GENEVA — Paris Saint-Germain president Nasser al-Khelaïfi was acquitted in Switzerland on Friday for a second time in a retrial of alleged wrongdoing linked to former FIFA secretary general Jérôme Valcke.
Valcke, who was FIFA’s top administrator for eight years until being removed in 2015, was acquitted again of criminal mismanagement and convicted on separate charges not involving Al-Khelaïfi. They relate to taking kickbacks in negotiations for World Cup broadcast rights in Italy and Greece.
The Swiss federal criminal court found Valcke guilty of repeated forgery and passive corruption. He was given a longer suspended sentence — 11 months instead of three — than he received after the original trial in September 2020.
Lawyers for Valcke said in a statement he would appeal and “the guilty verdict is therefore in no way final.”
A third defendant, Greek marketing executive Dinos Deris, was convicted of active corruption and given a 10-month suspended sentence after first being acquitted in 2020. He was again cleared of inciting Valcke to mismanagement against FIFA’s interests.
The sentences for Valcke and Deris were both suspended for probationary periods of two years.
The retrial was held in March at the Swiss federal criminal court after prosecutors appealed against the original verdicts.
Al-Khelaïfi’s second acquittal was hailed by his legal team as “total vindication.”
“The years of baseless allegations, fictitious charges and constant smears have been proven to be completely and wholly unsubstantiated — twice,” lawyer Marc Bonnant said in a statement.

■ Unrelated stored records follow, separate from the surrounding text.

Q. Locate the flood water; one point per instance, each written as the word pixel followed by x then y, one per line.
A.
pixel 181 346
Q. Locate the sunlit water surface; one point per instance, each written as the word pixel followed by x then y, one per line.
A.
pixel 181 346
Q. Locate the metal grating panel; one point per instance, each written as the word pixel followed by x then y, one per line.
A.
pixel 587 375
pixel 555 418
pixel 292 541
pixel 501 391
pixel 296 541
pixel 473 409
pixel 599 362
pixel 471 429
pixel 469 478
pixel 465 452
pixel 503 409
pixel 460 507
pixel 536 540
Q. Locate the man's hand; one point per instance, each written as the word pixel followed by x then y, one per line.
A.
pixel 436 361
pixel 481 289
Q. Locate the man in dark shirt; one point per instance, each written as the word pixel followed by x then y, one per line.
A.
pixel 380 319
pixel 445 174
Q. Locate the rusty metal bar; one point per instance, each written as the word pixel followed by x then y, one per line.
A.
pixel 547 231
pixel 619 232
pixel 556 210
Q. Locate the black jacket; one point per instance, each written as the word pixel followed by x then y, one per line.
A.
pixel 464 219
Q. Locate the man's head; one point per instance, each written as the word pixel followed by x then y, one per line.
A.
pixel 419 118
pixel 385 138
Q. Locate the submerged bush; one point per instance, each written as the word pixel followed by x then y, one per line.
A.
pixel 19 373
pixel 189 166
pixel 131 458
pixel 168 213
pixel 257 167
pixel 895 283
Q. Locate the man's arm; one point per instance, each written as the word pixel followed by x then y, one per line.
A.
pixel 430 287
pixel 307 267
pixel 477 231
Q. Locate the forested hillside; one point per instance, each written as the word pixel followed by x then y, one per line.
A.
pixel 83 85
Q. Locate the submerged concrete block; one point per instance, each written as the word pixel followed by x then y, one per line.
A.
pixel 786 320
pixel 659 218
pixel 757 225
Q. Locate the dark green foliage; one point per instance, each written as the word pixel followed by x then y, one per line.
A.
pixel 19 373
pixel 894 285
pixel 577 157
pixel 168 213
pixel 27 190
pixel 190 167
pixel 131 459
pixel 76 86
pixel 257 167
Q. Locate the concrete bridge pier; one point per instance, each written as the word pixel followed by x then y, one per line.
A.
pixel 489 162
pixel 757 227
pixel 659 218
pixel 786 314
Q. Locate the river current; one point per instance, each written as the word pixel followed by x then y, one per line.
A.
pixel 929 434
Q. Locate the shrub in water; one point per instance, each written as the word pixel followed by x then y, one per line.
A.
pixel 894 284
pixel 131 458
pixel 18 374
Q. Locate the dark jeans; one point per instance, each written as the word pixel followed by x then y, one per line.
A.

During a five-year investigation, Al-Khelaïfi, who is also a member of the World Cup host nation’s government, rose in power and status in European soccer.
Despite being a suspect in Swiss criminal proceedings, Al-Khelaïfi was elected in 2019 to join the UEFA executive committee and now leads the influential European Club Association after PSG refused to join the failed Super League project last year.
The prosecution case against Al-Khelaïfi focused on beIN’s renewal of World Cup rights in the Middle East and North Africa with FIFA around the time the Italian villa was bought.
Lawyers for Al-Khelaïfi argued beIN’s deal for the 2026 and 2030 World Cups, said in court to be worth $480 million in total, was good for FIFA.
While often using the vacation home from 2013 to 2015, Valcke also oversaw FIFA-led talks to move the 2022 World Cup in Qatar from June and July to the cooler months of November and December. FIFA was also awaiting, then dealing with the fallout from, its ethics committee’s investigation into the 2018-2022 World Cup bidding contests.
The charges proven against Valcke related to filing three payments totaling 1.25 million euros ($1.32 million) to his personal company’s accounts as loans.
However, the three appeal court judges withdrew an order made in 2020 for Valcke to pay FIFA 1.75 million euros ($1.84 million) in restitution.
“Mr. Valcke did not harm FIFA and his full acquittal on the counts of mismanagement has therefore logically been confirmed,” his legal firm, Geneva-based RVMH Attorneys, said in a statement. “Just as logically, the criminal justice system has now rejected FIFA’s civil claims.”
FIFA declined comment until studying the judges’ written verdict which the court has said will likely not be published before September.
Valcke’s convictions were announced in the same week that former FIFA president Sepp Blatter was on trial in the same Bellinzona courthouse in a separate case. Blatter and former UEFA president Michel Platini faced fraud, forgery and financial misconduct charges.
Verdicts are due on July 8 in that case, which relates to a Blatter-approved FIFA payment of 2 million Swiss francs ($2 million) to Platini in 2011.
Blatter and Valcke are still suspects in a separate Swiss criminal proceeding that also involves former FIFA finance director Markus Kattner, That case is about a $1 million FIFA payment to the Trinidad and Tobago soccer federation in 2010.
Al-Khelaïfi has also been under investigation by financial prosecutors in Paris for payments linked to Qatari bids to host the track and field world championships, which were staged in Doha in 2019.